Debunking "Learn to Read and then Read to Learn"

 


It's catchy. And if you've been in education for any length of time, you've heard this one. "First kids learn to read, and then they read to learn." And you usually hear this in relation to that jump from second to third grade, with folks saying that kids "learn to read" in kindergarten, first, and second grades through decoding and phonics instruction. Then in third grade there's a shift to "read to learn" that focuses solely on reading for information and comprehension and lasts through the end of their school careers.

I disagree. And I'm gonna get weedy about it.

A lot of this began in the early part of the 20th century, when children would practice letter-sound relationships and memorize spelling rules without any practice in a text. In the 1930s, the look-say method took hold and advocated for children learning whole words in basal readers and on flash cards. Then in the 1960s, the pendulum swung again with a heavy emphasis on systematic, explicitly taught phonics and comprehension was simply "caught" along the way. 

Through all of this, a couple of ideas took hold. One is that children have to learn to decode before they can comprehend. Another is that students stop decoding in second or third grade. It's as if you have these two very separate and hierarchical reading tracks that don't really cross.

Research over the past 20 years by folks such as Marie Clay, David Pearson, and others has debunked this idea.
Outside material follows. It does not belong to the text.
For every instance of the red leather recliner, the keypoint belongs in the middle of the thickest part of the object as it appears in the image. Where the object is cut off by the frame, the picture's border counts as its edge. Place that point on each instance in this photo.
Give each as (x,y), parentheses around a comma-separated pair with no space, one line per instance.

What we've learned is that students can and should begin comprehending text as they begin to decode. In the early days, those texts may be very simple, but students can still understand the content and should be taught to attend to it. If we wait until third grade or above to attend to good, thorough comprehension, we have waited far, far too late. We've also learned that students don't and shouldn't stop decoding in second or third grade or beyond. Students - and especially those who struggle to read - need continued work in decoding and multisyllabic word work to become proficient readers as they progress through the upper elementary grades.

And if we want to get super, super weedy about it, I think we need to have a common definition of what we mean when we say "reading." To me, "reading" is more than decoding. It's the process of both decoding and understanding text to get meaning from it. Which is, after all, why we do this work. 

So, reading isn't built on two separate tracks that never meet. We don't learn to read and then read to learn. Reading well happens when two intertwined threads in the same rope work together from kindergarten to middle school and beyond.